I gave myself a virtual kick in the pants earlier today. I told my Facebook community that it’s eight weeks until the Boston Marathon (technically, seven weeks and four days as of this morning), and I need them to keep me seriously accountable to my training and self-care during this time, because I want to show up in Boston on April 21 in the best shape of my life.
I’ve worked out with groups in the past and they’ve often been great. I’m not doing that right now due to scheduling issues, but I’m starting to think it’s a really, really good idea to get back into a group training environment, because it does push me, and it does make me want to move more, go harder, and all of the rest.
But sometimes, despite every good intention in the book, I find reasons to dial back on my planned workouts when I’m doing them alone. After all – nobody’s looking, right? I can get away with a little less effort, one fewer lap, one fewer set of push-ups. Right?

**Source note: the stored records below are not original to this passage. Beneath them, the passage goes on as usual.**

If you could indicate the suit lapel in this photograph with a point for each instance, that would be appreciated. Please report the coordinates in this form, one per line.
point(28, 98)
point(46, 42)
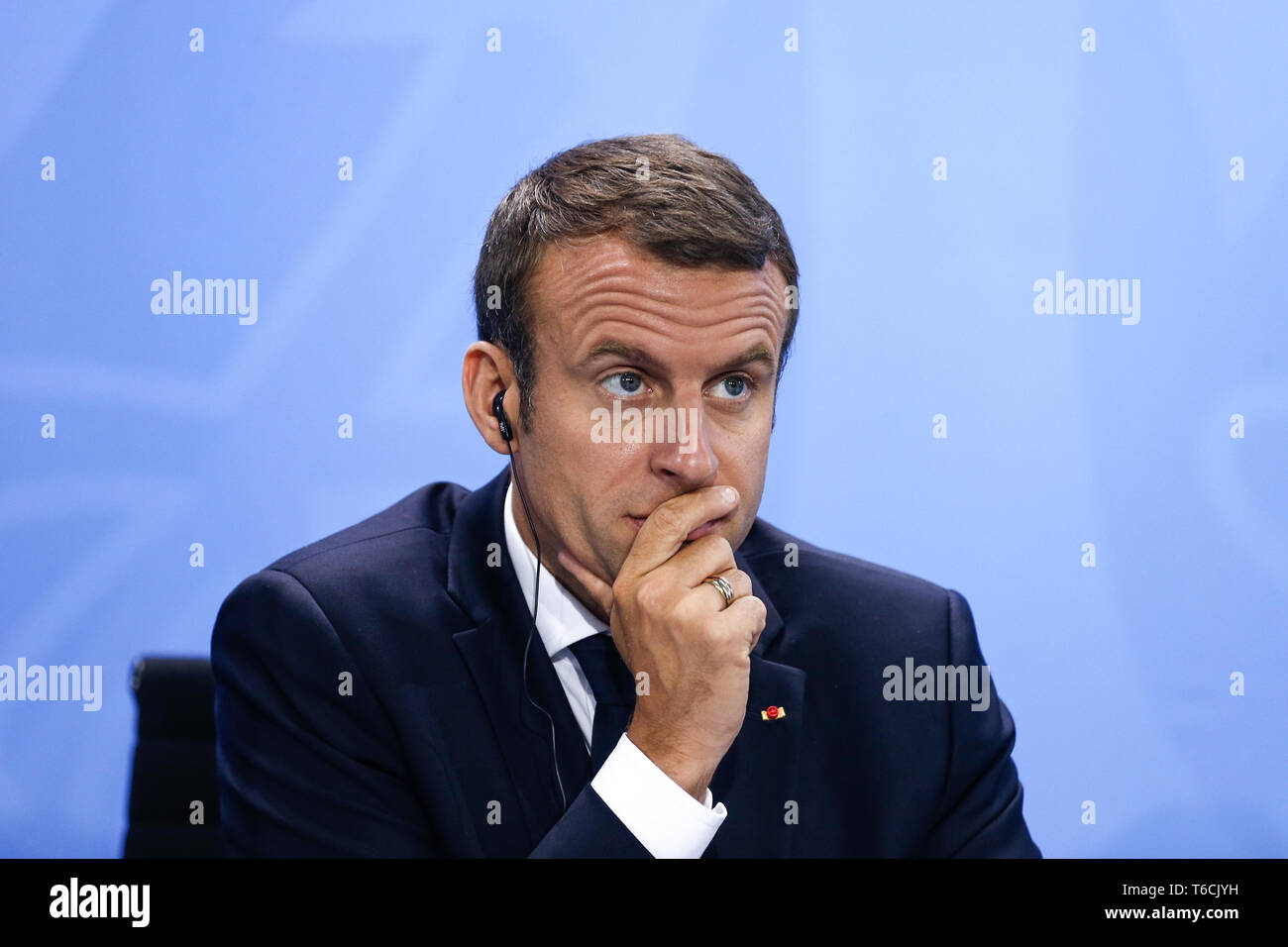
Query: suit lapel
point(756, 780)
point(493, 652)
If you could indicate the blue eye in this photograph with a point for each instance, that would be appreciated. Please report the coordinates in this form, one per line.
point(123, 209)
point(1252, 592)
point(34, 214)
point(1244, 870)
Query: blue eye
point(630, 384)
point(732, 388)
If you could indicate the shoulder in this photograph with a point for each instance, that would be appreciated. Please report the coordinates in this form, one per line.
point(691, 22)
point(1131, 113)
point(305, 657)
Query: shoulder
point(412, 531)
point(825, 590)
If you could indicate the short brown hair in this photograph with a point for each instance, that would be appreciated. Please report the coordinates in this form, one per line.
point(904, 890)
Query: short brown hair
point(661, 193)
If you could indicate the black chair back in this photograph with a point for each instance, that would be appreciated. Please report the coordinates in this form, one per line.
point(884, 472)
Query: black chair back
point(174, 762)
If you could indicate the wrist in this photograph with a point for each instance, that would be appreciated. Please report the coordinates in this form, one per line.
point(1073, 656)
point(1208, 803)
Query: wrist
point(688, 770)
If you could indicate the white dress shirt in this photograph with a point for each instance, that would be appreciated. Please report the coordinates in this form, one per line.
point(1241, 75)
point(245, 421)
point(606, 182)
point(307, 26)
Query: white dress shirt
point(657, 810)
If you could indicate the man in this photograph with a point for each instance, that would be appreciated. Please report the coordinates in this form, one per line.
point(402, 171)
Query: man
point(677, 678)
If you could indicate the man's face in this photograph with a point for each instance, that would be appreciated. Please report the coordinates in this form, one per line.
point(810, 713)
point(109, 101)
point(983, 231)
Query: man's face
point(614, 325)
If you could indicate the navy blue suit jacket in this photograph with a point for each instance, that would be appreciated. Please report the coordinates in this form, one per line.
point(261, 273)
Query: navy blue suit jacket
point(370, 701)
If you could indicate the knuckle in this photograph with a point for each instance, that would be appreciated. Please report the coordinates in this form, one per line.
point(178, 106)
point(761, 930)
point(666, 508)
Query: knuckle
point(651, 596)
point(669, 519)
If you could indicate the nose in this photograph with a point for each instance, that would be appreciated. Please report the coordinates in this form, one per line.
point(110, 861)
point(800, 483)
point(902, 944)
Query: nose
point(684, 457)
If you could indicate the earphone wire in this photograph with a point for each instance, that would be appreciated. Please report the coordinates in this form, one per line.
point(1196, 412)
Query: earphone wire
point(536, 598)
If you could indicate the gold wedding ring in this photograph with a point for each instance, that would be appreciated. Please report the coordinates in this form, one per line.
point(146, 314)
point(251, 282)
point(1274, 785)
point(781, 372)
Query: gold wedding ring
point(722, 587)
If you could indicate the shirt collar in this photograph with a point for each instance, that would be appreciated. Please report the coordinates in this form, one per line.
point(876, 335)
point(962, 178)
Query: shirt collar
point(562, 620)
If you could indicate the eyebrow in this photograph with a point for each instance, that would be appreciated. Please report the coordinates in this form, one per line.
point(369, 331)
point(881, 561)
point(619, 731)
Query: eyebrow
point(758, 354)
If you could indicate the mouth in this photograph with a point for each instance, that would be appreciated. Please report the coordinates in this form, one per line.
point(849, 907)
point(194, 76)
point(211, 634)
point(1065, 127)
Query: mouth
point(708, 527)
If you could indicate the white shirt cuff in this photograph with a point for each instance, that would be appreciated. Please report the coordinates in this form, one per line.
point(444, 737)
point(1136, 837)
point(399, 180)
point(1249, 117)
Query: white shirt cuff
point(666, 819)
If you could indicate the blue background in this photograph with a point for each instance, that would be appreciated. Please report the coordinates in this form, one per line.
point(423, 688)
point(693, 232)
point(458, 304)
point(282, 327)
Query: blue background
point(915, 299)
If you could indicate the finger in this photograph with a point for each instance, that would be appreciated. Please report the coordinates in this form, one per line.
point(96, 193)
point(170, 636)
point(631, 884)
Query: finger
point(595, 586)
point(747, 615)
point(668, 526)
point(706, 556)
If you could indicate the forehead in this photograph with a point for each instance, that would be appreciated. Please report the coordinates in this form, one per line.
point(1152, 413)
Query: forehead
point(601, 287)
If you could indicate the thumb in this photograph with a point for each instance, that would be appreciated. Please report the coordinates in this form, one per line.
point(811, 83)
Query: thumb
point(595, 586)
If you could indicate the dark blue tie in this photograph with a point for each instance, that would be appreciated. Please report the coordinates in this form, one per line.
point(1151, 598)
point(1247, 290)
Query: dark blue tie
point(613, 686)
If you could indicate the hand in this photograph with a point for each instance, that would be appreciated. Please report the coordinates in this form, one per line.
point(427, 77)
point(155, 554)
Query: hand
point(669, 622)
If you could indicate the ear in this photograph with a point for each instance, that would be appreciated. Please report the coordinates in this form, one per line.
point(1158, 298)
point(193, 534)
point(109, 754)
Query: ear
point(484, 372)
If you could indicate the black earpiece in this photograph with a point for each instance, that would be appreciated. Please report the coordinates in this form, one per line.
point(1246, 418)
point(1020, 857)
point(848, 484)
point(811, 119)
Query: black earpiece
point(507, 434)
point(498, 410)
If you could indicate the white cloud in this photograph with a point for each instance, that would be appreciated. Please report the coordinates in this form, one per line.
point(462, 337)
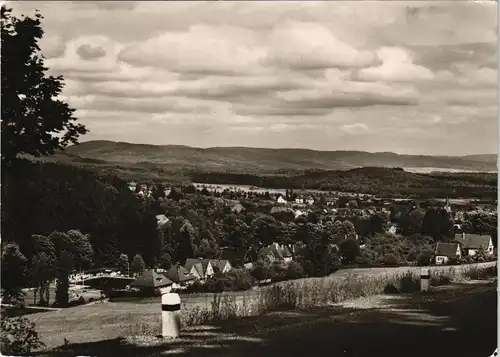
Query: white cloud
point(241, 73)
point(355, 128)
point(396, 66)
point(303, 45)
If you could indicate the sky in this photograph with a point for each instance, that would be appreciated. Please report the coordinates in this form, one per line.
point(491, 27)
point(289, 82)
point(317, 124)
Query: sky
point(407, 77)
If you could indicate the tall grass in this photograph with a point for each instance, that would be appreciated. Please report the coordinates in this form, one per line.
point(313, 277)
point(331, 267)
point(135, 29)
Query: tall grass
point(305, 293)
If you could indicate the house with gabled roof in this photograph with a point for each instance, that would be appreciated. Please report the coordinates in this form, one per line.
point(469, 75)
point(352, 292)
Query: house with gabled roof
point(472, 243)
point(446, 251)
point(179, 275)
point(281, 200)
point(276, 252)
point(203, 269)
point(150, 280)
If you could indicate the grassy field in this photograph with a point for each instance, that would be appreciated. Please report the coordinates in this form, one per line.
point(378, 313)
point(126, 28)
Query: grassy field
point(441, 323)
point(108, 320)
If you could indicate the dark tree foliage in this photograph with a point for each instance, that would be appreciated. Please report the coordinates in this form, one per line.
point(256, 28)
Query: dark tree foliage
point(42, 198)
point(62, 285)
point(13, 269)
point(34, 121)
point(371, 180)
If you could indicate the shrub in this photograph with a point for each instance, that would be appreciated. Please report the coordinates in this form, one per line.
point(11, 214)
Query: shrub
point(18, 336)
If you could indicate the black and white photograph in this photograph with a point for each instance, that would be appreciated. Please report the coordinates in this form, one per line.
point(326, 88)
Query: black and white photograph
point(249, 178)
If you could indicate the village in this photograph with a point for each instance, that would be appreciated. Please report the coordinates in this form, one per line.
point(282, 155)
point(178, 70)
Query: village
point(180, 277)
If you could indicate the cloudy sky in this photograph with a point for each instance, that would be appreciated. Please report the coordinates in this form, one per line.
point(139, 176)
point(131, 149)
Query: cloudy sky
point(409, 77)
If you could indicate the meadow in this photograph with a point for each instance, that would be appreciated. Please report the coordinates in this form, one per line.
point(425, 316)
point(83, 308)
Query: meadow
point(110, 320)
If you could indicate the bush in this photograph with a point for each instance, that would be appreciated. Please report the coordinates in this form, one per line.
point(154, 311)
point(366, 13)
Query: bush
point(18, 336)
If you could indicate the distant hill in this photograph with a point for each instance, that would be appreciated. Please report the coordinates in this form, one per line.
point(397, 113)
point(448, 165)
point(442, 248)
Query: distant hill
point(260, 160)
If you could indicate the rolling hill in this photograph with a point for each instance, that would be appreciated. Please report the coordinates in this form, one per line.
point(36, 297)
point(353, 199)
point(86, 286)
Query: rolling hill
point(259, 160)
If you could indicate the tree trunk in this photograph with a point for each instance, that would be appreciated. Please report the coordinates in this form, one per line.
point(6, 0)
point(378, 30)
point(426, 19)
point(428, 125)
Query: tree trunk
point(47, 293)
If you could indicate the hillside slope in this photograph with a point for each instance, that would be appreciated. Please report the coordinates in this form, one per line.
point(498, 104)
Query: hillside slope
point(243, 159)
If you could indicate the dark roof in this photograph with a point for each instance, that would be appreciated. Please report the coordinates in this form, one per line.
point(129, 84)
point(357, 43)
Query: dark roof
point(286, 252)
point(151, 279)
point(190, 262)
point(178, 274)
point(219, 263)
point(473, 241)
point(447, 249)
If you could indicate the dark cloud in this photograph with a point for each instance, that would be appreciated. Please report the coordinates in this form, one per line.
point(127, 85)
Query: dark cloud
point(89, 52)
point(280, 111)
point(109, 5)
point(352, 100)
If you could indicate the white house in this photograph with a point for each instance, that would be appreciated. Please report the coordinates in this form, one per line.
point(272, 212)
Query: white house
point(200, 268)
point(472, 243)
point(281, 200)
point(276, 252)
point(445, 251)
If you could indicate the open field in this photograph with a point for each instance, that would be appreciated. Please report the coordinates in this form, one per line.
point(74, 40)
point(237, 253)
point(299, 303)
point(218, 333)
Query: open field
point(443, 322)
point(108, 320)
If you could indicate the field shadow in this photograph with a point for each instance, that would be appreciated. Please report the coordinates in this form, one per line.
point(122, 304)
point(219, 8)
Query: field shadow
point(445, 322)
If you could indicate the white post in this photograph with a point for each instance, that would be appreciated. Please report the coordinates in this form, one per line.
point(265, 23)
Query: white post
point(171, 315)
point(425, 280)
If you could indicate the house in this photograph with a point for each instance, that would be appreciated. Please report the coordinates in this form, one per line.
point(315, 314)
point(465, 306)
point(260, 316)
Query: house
point(161, 220)
point(179, 275)
point(281, 200)
point(472, 243)
point(150, 280)
point(223, 265)
point(201, 269)
point(205, 268)
point(299, 213)
point(237, 208)
point(392, 230)
point(446, 251)
point(276, 252)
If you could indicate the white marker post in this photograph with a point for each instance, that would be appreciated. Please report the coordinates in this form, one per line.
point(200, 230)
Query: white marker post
point(425, 280)
point(171, 315)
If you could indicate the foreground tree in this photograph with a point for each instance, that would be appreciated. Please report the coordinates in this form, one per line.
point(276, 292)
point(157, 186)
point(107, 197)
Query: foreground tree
point(123, 264)
point(43, 266)
point(34, 121)
point(62, 286)
point(137, 266)
point(13, 271)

One week ago today, I sat on a spin bike at Flywheel’s Larchmont location in Los Angeles. Forty-five minutes later, I had pushed myself harder than I’d been pushed in a really long time. They have a “Torq board” that shows how hard you’re working compared to your peers, and great instructors who know how to motivate. They’re not the only rodeo in town, of course – we all have to pick our own flavor of motivation – but on that day, they rocked my world. And I needed it.
There are bunches of studies out there that validate this idea – the most recent one I found this morning was from Virgin Active Health Clubs. The findings suggested that working out with someone else resulted in greater effort and a longer overall workout than going it alone.
When I really need the company, I’ll go to a Zumba or yoga class to get some of that group mojo going – even when my work schedule makes it hard to set a time for a regular fitness date with a friend. With Boston just two months away, I’m feeling it now. It’s time to get the mojo going full steam ahead. You can bet I’ll be putting in frequent requests to friends and family to keep my motivation going – and, when I can get out there with my buds, to be pushing it hard because my friends are around to keep me accountable, motivated, and ready to rumble.
Yesterday’s #every48 workout: “Despite my best efforts” (which, as we all know, is just a pretty phrase that provides another way of making excuses), I didn’t get my run in, even though it was on my “to-do” list. I biked on Tuesday so all is well – and today, Thursday, I will get that run in. No. Matter. What.